Saturday, September 22, 2018

It's Rainin' Here; Stornin' on the Deep Blue Sea


DUKES FANS:
“Wasn’t That A Mighty Storm…Blew All the People Away”….

   The above line is from Tom Rush’s version of Galveston, one of the first songs I ever heard about a flood outside of the church songs about Noah. I was very moved by this song when I first heard it in the mid -60’s, and it stirred my interest in songs about storms and floods. There have, of course, always been floods, so there have always been songs about the pain, grief, fear, and destruction that accompany these events. Along with Galveston, a great number of them refer to famous storms and floods from the 20th century. John Lee Hooker’s Storming on the Deep Blue Sea, Stevie Ray Vaughn’s, Flooding Down in Texas, Randy Newman’s, Louisiana, and Memphis Minnie’s, When the Levee Breaks are just a few that speak to some of the legendary floods that hit the Gulf areas and the Mississippi River in the last century. It does seem, though, as if we have had a steady number of such epic storms in the 21st century already, and it seems as if they are getting larger, more destructive and more frequent. In the first quarter of this century we have already had several storms whose one-word names bring up images from television and the web of people on rooftops, destroyed buildings and vehicles, people trapped and floating in cars, children being carried into and out of rowboats, and people of all ages and colors fleeing relentless and madly rushing waters. Charley, Harvey, Superstorm Sandy, Katrina, Maria and now Florence: These names conjure images and memories of people, maybe some of our own relatives and acquaintances, being faced with the unbelievable force of nature fully unfurled. (Maria and Katrina, for example, have the third and 6th highest death totals of all storms in US history). More and even larger storms are expected to come in the next few years. And we seem far from ready.

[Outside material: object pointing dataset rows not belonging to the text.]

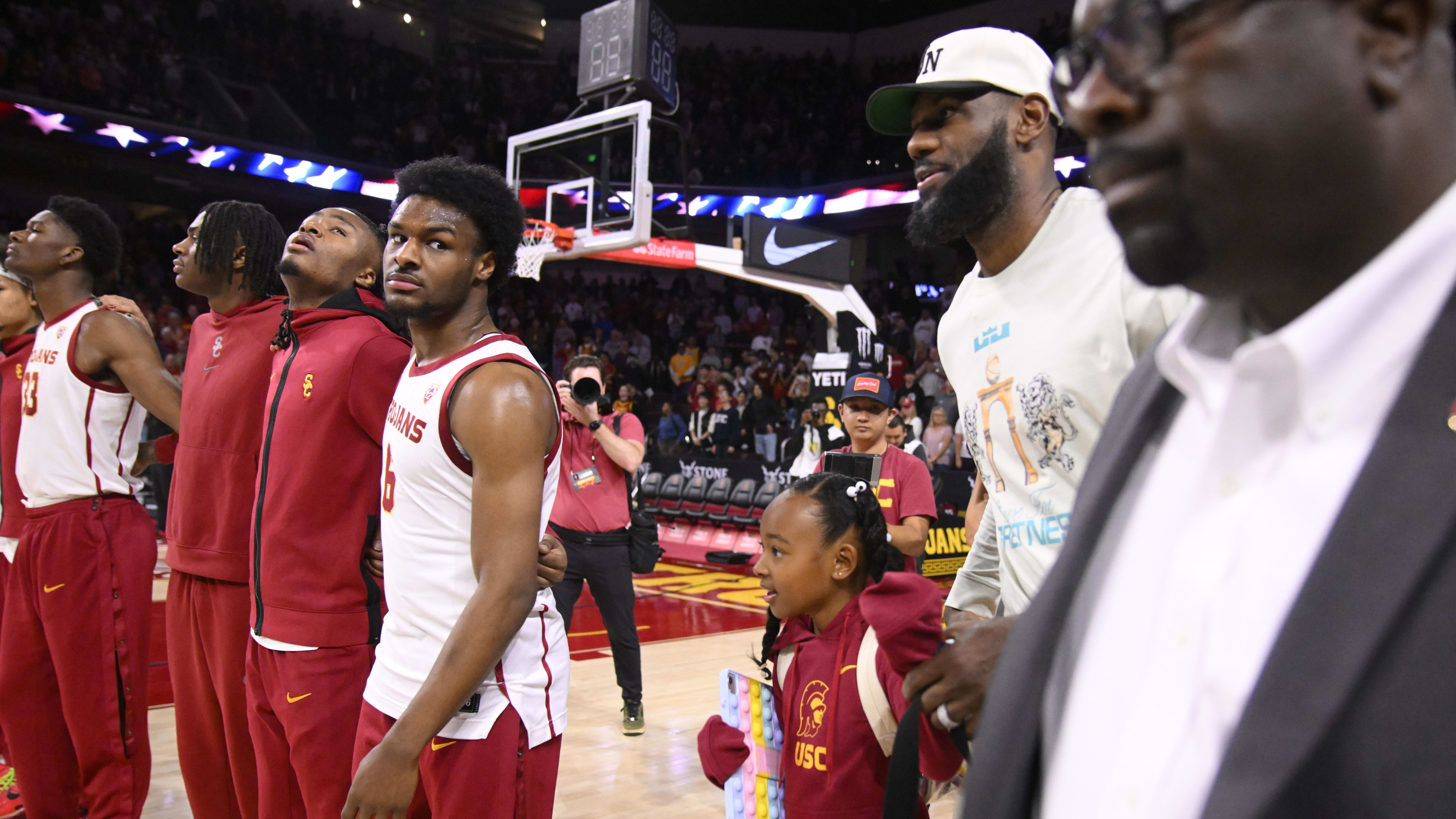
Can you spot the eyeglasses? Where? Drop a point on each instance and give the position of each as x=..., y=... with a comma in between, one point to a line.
x=1133, y=41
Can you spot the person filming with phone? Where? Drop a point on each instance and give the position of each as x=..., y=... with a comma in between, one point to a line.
x=599, y=454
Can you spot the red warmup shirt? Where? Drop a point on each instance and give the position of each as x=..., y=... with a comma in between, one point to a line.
x=833, y=766
x=12, y=369
x=589, y=502
x=319, y=476
x=215, y=458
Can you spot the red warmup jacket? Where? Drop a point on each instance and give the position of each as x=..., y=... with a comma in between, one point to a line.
x=833, y=766
x=215, y=458
x=12, y=369
x=319, y=476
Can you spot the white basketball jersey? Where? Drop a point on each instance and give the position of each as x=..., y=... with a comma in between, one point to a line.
x=426, y=534
x=78, y=435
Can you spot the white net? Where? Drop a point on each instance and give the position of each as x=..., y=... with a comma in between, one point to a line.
x=538, y=241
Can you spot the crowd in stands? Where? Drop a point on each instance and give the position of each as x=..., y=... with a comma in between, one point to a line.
x=721, y=374
x=750, y=117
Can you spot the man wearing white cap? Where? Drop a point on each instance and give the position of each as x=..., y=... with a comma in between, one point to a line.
x=1045, y=328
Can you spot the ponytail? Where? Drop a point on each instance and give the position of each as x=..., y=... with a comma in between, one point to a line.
x=844, y=503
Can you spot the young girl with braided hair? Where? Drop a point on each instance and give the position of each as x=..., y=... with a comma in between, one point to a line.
x=823, y=566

   It seems as if these storms are unleashing more and more of their destructive forces on those least able to endure and survive them. Poor folk and people of color have been especially hard hit, and the neighborhoods where these people live are often the last to get outside help and money. A full year after the devastation Maria wrought on Puerto Rico, for example, a quarter of a million people on the island are still without power, thousands are still living in “temporary’ shelters, and thousands of folks go hungry every day. Much of downtown New Orleans has been restored or rebuilt in the wake of 2005’s Katrina, but the predominantly poor and African-American Lower Ninth Ward of the city has, by comparison, seen little of the money from government agencies and private investors to help it rebuild. FEMA, the national Federal Emergency Management Agency, received a lot of criticism for its role in New Orleans, but it still had a smaller budget and work force devoted to relief in Puerto Rico than in either Florida or Texas hit by Harvey. Maria was much stronger than Harvey, and Puerto Rico sustained more severe damage than either state. Still it got the short end of the Federal stick. And there has been little change in that.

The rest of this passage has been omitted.